We believe Jesus Christ is present in the Holy Eucharist, not only in a symbolic manner, but fully present, body, blood, soul, and divinity. We understand his words “this is my body” to be taken literally, and for 2000 years we’ve exercised the utmost reverence for the Eucharistic host. This doctrine is hard to accept and has divided Christians since Jesus first declared it. In today’s Gospel, he says that the bread he will give is his flesh. A little farther in this Gospel, which will be read at Mass in two Sundays, we hear that “as a result of this teaching, many of Jesus’ disciples left him.” The 12 remaining Apostles were confused, and Jesus lays further stress on them by saying “will you also leave me?” Peter simply says “Lord, to whom else shall we go? You have the words of everlasting life.” Peter doesn’t understand very much of what Christ is saying, but he accepts it because he accepts Him.
And isn’t that how friendships work? We trust people, not contracts. We understand people more for who they are, our whole experience of them, than for what they say or write. How many times have we said “Oh Josh, you don’t really mean that! I know you better than that”—meaning, I must be misunderstanding something you are saying because I know you don’t mean what I’m hearing. That’s the limitation of texting or emails, for example: it cannot convey the full range of human relationship—body language, past experiences, unspoken meanings—that is so crucial to human communication.
The Sacred Host
So God communicates himself in a total way, not just in a doctrine. The Eucharist is the Word made flesh, not just a doctrine but a Person, who is all love. “the bread that I will give is my flesh, for the life of the world,” Jesus says. I give you not a piece of me—a piece of my mind—but my whole self. You must “eat” me—take me completely into yourself, as I take you completely into myself. That is what “holy communion” means. In the Old Testament reading, Elijah was running for his life from the government (King Ahab) and eventually collapsed in the desert about 80 miles south of Jerusalem. “Take my life,” he says to God. “I cannot go on.” And he lies down to sleep. An angel awakens him: “Get up and eat,” and he finds a hearth cake and a jug of water on the rock beside him. From that food, which was the love of God, he found the strength to go on to his destiny, to ascend the holy mountain of God and gain the strength to carry out His will.

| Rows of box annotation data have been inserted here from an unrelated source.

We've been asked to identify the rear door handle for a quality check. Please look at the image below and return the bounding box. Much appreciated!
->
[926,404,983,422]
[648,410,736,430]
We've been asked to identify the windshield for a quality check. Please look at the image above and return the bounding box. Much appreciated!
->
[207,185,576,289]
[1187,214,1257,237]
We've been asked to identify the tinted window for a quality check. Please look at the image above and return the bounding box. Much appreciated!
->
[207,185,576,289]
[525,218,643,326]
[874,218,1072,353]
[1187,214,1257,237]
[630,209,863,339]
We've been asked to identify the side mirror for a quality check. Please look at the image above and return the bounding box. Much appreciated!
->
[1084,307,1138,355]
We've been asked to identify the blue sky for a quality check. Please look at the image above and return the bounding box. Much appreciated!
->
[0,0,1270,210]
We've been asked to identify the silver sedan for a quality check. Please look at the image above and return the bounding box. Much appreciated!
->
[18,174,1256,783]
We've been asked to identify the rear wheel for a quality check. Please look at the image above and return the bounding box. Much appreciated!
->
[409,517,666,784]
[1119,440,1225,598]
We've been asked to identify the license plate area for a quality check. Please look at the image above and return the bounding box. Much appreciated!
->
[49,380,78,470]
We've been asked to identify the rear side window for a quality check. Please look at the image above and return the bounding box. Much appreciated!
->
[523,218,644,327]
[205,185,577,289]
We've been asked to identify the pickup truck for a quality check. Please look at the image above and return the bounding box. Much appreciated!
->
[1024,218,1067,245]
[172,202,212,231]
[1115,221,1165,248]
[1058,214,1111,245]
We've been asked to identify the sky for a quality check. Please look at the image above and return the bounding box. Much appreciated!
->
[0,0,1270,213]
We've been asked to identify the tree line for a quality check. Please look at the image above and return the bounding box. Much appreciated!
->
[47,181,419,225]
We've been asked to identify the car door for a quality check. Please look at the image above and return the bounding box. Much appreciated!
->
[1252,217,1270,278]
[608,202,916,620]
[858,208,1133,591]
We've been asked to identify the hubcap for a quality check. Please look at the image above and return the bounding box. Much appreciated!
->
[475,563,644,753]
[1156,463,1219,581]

We need to eat physical food or our bodies atrophy. We need to eat intellectual food or our minds become stupid. And we need to eat spiritual food, or our spirits become coarse and hardened. Permit me to recommend four daily practices that have nourished the best people throughout the ages, from St. Augustine to St. Francis to Mother Teresa:
1) Prayer: every day, enter into a conversation with God, which means essentially listening to him in silence. Ten minutes, perhaps with the Scriptures, of keeping still.
2) Reading: practice the discipline of reading the Word of God, and not only the Bible, but also works of spirituality, such as lives of the saints or writings of the saints, even for only ten minutes a day.
3) The Eucharist: receive the Holy Eucharist every day if possible, and if not, make a spiritual communion, an act of desire for the Eucharistic Christ.
4) Our Blessed Mother: no one should go a day without greeting his mother, and telling her how much he loves her. Jesus gave us his mother from the Cross, and we should be careful not to neglect this gift.
So we feed our souls, and so we prepare for heaven.